Valve launches Steam Controller with PC-like trackpads
Last Friday Valve launched the Steam controller – a newly designed wireless device with dual trackpads that are meant to translate the feel of a mouse and keyboard to a handheld controller geared toward big-screen playing.
"We realized early on that our goals required a new kind of input technology -- one that could bridge the gap from the desk to the living room without compromises. So we spent a year experimenting with new approaches to input," Valve said in a statement on its Web site. The device has been designed using a new generation of haptic feedback, a technology which allows for motion input and vibration in standard controllers.
According to the company, the controllers will provide a wider range of more precise vibration and force through which game developers can deliver new modes of information to players "about speed, boundaries, thresholds, textures, action confirmations, or any other events about which game designers want players to be aware."
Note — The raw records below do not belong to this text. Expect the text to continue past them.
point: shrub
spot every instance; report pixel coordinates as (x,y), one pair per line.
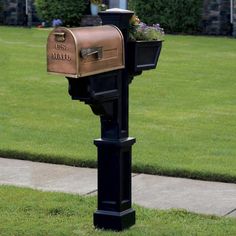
(173,15)
(69,11)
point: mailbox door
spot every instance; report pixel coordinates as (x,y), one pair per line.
(62,53)
(101,49)
(85,51)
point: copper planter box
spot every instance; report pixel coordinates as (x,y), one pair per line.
(143,55)
(84,51)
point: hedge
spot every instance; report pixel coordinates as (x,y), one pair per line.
(173,15)
(69,11)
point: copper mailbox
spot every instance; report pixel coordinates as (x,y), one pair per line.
(84,51)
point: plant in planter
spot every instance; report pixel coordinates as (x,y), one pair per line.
(94,6)
(145,45)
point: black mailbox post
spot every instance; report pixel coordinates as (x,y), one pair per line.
(107,93)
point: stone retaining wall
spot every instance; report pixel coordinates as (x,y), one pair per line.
(216,17)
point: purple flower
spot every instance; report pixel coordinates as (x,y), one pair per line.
(56,22)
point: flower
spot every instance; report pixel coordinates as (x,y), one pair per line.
(96,2)
(140,31)
(56,22)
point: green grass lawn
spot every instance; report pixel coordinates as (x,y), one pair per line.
(183,114)
(25,212)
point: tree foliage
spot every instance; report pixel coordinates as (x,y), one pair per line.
(69,11)
(173,15)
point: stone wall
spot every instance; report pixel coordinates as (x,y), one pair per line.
(216,17)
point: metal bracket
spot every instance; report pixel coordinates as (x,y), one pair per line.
(85,52)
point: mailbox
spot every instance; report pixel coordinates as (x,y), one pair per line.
(85,51)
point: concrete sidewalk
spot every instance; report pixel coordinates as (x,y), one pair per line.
(148,190)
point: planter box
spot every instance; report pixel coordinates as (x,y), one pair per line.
(143,55)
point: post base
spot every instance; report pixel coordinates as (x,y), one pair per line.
(116,221)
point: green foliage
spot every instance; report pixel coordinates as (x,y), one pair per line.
(173,15)
(70,11)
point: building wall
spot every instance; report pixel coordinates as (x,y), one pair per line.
(216,17)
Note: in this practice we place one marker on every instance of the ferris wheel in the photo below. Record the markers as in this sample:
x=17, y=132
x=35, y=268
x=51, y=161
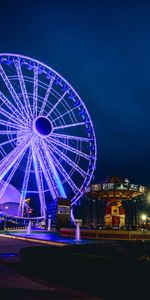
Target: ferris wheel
x=47, y=139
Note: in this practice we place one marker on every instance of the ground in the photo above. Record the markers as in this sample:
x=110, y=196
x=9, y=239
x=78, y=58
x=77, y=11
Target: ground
x=15, y=285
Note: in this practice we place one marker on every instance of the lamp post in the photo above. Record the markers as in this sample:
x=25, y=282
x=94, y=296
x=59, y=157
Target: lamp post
x=5, y=220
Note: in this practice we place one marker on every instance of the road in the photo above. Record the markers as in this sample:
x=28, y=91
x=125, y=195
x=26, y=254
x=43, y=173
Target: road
x=14, y=285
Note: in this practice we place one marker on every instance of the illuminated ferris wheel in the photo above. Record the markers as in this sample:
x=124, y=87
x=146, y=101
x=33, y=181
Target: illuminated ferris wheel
x=47, y=139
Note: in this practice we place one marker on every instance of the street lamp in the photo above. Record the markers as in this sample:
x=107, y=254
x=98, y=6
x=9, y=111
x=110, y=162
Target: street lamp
x=143, y=217
x=6, y=207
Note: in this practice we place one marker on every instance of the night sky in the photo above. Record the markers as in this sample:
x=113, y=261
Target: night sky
x=103, y=49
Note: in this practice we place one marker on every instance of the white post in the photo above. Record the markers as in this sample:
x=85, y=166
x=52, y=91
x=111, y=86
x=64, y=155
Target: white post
x=77, y=233
x=29, y=227
x=49, y=223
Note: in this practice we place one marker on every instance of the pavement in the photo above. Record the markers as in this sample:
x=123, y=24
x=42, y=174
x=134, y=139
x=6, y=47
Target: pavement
x=14, y=285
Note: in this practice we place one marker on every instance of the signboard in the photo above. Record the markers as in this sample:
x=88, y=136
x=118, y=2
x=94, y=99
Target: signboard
x=142, y=189
x=108, y=186
x=122, y=186
x=134, y=187
x=96, y=187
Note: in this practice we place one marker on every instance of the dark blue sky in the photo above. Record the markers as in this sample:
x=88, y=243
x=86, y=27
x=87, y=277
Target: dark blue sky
x=103, y=49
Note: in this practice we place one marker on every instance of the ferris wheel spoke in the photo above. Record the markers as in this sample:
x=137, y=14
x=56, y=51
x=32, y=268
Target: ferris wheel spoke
x=12, y=157
x=9, y=124
x=66, y=113
x=68, y=160
x=12, y=108
x=71, y=137
x=8, y=131
x=69, y=125
x=53, y=171
x=12, y=91
x=35, y=91
x=65, y=174
x=25, y=184
x=69, y=148
x=8, y=115
x=46, y=95
x=58, y=101
x=39, y=180
x=6, y=183
x=23, y=88
x=43, y=166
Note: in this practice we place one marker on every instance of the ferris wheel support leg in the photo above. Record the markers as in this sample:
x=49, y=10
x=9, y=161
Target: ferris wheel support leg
x=40, y=186
x=25, y=184
x=11, y=159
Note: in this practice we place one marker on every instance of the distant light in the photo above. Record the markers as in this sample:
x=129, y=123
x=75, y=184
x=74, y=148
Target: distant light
x=148, y=197
x=143, y=217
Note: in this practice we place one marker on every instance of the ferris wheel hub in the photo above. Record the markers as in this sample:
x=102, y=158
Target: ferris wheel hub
x=42, y=126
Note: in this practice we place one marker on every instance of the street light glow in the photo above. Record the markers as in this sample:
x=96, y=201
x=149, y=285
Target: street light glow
x=143, y=217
"It is a higher-bandwidth haptic information channel than exists in any other consumer product that we know of. As a parlor trick they can even play audio waveforms and function as speakers," Valve said.
Valve's beta test of its new Steam Machine prototypes will involve 300 users who will get their hands on machines later this year. The company is now working with an undisclosed number of hardware partners on finalized Steam consoles set to come to market some time next year, though it's unclear whether Valve will market its very own console or is simply using custom hardware for the testing phase.